The reason why was different this time; I went to sleep and stopped breathing. I saw something bright and thought my husband was telling me to come towards him. He explained I wasn’t breathing for a few moments. I woke up and knew it was a sign. My body just can’t take this anymore. This medical condition has gotten to my body and won’t allow me to carry a baby at all.

Now, I’m about to get married to a man who has no children and is 40. What do I do? I cried most nights, thinking that he would leave me, find someone else who can carry his child, because I couldn’t do so.  But that’s not what he did. He married me; he came to understand that he didn’t want to lose his wife, that my condition was life threatening. He knew he was going be there through thick and thin, through sickness and health. I was the one regardless of not be able to have the one thing he always wanted. He did end up with the best wife ever and a great friend.

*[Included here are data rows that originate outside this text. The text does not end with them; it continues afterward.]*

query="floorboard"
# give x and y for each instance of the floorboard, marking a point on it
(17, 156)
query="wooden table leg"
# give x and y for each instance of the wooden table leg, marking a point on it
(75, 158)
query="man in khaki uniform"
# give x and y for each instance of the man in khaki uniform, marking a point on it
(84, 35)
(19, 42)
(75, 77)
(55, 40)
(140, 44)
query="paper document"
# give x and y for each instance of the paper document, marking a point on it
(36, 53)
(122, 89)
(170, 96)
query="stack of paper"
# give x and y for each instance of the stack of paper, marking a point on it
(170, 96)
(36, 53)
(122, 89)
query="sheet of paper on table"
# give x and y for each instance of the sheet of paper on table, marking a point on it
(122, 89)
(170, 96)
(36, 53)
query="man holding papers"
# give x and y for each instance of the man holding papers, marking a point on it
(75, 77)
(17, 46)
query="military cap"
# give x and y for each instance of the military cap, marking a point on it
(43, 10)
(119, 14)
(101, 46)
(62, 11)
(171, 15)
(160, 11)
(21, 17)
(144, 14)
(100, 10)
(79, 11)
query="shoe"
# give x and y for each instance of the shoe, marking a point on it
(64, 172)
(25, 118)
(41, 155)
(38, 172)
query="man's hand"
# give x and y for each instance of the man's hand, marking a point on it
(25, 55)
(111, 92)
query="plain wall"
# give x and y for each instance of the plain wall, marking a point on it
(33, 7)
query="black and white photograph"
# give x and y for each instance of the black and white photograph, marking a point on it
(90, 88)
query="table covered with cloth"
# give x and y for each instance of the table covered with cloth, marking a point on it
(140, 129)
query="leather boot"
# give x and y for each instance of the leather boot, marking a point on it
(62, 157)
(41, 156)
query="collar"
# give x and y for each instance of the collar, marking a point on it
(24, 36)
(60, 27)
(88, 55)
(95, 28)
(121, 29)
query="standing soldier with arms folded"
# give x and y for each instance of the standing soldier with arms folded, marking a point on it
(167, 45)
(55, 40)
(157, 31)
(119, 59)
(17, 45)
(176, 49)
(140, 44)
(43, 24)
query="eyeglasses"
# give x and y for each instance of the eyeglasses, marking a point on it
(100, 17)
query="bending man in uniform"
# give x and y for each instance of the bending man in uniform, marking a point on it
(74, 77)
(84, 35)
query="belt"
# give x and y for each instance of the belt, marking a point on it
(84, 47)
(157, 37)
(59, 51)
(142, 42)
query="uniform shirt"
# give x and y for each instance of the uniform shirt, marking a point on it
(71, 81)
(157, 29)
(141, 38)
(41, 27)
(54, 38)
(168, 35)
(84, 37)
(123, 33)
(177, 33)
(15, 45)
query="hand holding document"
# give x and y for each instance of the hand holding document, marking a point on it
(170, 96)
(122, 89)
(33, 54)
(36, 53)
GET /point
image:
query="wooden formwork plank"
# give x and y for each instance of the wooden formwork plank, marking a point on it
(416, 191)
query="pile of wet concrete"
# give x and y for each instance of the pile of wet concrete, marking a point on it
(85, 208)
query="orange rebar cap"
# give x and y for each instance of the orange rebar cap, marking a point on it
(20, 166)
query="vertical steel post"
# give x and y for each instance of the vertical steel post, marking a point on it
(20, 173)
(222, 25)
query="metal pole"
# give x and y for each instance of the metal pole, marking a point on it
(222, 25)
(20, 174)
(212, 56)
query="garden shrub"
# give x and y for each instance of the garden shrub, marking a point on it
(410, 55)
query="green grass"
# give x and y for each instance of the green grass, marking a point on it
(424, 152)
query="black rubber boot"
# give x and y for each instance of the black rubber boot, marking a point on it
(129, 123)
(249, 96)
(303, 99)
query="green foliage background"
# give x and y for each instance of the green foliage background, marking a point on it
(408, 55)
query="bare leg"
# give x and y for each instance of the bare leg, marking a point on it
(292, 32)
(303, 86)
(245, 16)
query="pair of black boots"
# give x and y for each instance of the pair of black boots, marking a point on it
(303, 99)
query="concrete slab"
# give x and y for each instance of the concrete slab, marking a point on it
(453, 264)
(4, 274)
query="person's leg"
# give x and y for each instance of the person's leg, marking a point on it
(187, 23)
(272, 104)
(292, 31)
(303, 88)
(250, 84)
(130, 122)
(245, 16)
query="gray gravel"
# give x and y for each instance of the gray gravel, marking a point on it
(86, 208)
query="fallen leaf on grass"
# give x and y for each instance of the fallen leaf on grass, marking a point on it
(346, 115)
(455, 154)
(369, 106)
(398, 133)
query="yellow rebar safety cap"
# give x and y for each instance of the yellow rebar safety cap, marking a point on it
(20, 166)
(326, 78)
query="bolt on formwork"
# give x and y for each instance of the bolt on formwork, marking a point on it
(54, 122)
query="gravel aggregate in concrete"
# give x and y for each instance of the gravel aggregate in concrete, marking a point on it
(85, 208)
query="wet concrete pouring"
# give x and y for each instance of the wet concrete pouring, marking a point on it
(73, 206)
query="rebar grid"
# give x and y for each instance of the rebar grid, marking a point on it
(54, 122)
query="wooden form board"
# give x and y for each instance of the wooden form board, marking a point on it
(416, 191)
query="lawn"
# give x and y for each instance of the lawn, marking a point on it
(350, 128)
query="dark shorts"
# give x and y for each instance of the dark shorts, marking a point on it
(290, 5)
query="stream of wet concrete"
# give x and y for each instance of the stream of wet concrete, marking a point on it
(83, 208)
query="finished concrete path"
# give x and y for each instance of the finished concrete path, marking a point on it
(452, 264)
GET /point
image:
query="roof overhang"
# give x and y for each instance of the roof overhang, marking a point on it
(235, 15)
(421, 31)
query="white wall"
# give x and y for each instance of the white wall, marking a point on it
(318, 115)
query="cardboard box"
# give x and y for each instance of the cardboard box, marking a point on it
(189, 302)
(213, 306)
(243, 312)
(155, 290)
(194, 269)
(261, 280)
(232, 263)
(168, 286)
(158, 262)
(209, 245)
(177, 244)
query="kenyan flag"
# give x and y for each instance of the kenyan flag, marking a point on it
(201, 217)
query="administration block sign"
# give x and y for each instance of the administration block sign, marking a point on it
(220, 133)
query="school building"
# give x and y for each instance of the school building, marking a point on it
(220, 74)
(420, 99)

We’ve decided that my daughter is all the kid we need. We both decided that we don’t want kids, and my daughter is enough. We can now cruise the world, complete the goals we always wanted to complete and just love each other infinitely.

This was truly hard for me to share, because the pain is fresh and brings back memories. Often I would question myself, I’m a woman, why can’t I have a child and why did God punish me? No, he didn’t punish me, he gave me a beautiful daughter who I love more than anything. I almost lost her as well, but God granted my wishes and she was born healthy and on time.